I am reviewing properties of atoms and I find myself becoming uncomfortable with spin orbit coupling. For ease, let's consider the case of hydrogen. In particular, at very small $r$,
$$H_{\mathrm{SO}} = \frac{c}{r^3} \vec{S}\cdot \vec{L} \gg \frac{\hbar^2 l(l+1)}{2m r^2}=H_{\mathrm{Cent}}$$
This seems to me to be a problem when $\vec{S}\cdot{\vec{L}}$ is negative [i.e. when $j(j+1)<l(l+1)+3/4$, so when the spin and angular momentum are anti-aligned], as it means that attraction from spin-orbit coupling can overcome the centripetal barrier. For example, I would naively expect that one could variationally show that the energy is unbounded below. This leads me to the following question:
Is the lowest energy eigenvalue of the naive Hamiltonian for the hydrogen atom, including spin-orbit coupling as the only perturbation to the coulomb potential, in fact unbounded below?

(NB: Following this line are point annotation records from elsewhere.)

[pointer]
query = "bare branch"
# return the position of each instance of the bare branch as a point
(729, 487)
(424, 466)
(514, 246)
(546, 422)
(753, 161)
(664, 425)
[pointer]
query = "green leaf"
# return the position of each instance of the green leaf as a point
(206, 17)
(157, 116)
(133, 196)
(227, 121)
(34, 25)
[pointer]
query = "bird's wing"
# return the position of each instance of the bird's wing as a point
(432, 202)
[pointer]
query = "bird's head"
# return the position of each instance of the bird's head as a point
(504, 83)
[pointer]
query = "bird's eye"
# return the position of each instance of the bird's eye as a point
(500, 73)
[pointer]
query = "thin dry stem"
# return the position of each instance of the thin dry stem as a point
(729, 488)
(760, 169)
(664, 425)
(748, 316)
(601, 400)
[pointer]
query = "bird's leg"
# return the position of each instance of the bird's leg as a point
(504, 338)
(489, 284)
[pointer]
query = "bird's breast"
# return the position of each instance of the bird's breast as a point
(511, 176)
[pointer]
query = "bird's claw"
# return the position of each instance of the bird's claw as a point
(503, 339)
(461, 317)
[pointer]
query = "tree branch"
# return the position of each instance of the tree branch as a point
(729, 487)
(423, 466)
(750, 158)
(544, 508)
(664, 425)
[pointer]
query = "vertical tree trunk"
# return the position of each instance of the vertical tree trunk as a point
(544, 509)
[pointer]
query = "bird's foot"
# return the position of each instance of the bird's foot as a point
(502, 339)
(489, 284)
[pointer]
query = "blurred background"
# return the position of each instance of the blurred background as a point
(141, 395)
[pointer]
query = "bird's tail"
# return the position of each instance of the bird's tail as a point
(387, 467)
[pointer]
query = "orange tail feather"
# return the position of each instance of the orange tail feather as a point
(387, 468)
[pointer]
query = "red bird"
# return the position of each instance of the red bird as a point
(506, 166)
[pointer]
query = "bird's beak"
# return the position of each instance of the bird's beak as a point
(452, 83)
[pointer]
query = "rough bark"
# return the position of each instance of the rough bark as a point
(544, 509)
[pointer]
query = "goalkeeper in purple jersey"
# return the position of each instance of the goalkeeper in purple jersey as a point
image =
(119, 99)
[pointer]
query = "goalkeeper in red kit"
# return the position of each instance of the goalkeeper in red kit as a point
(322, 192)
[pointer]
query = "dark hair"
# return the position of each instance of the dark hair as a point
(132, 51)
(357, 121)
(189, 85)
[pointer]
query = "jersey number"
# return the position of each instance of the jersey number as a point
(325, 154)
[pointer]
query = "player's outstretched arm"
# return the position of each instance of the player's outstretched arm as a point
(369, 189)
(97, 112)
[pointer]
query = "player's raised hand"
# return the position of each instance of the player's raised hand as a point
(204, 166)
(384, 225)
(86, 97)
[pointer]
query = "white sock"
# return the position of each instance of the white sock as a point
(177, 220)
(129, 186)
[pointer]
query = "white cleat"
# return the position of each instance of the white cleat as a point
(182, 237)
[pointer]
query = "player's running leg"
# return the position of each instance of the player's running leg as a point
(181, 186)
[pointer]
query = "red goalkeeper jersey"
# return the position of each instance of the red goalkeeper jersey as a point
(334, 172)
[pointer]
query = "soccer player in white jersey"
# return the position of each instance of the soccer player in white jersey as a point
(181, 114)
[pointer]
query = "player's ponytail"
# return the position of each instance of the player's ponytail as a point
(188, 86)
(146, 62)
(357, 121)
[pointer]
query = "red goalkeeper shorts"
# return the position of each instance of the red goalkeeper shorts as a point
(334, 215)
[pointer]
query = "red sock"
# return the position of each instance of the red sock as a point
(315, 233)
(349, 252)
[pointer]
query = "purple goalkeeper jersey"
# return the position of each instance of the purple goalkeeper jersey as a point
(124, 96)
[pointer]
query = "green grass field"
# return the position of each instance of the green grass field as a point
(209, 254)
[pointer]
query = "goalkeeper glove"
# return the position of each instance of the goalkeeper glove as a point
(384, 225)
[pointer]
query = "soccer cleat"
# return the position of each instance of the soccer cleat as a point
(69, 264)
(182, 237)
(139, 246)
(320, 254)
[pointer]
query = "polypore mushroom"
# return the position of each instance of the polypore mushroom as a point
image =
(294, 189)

If this is the case, I will ask a separate question about the resolution to this problem. I suspect the inclusion of perturbative terms of relativistic origin that will further penalize wavefunctions that are sharply peaked will be important. However, I would prefer to keep these considerations out of this problem and instead to focus on whether taking spin-orbit coupling in the form $H_{\mathrm{SO}} = \frac{c}{r^3} \vec{S}\cdot \vec{L}$ as the only additional term to the potential will cause the lowest energy to be unbounded below.
Best Answer
As you say, the spin-orbit interaction is a perturbation. This means that the perturbation Hamiltonian $H_{SO} = \vec{S} \cdot \vec{L} / r^3$ is such that the corresponding energy corrections are much smaller than the unpeturbed energy levels (i.e. the Bohr energy levels). This seems to be case for the Hydrogen atom, as effectively the electron is on average at a Bohr radius from the proton. It is also likely that the expression for $H_{SO}$ should not hold all the way to $r \to 0$, as the proton is not a point-like particle.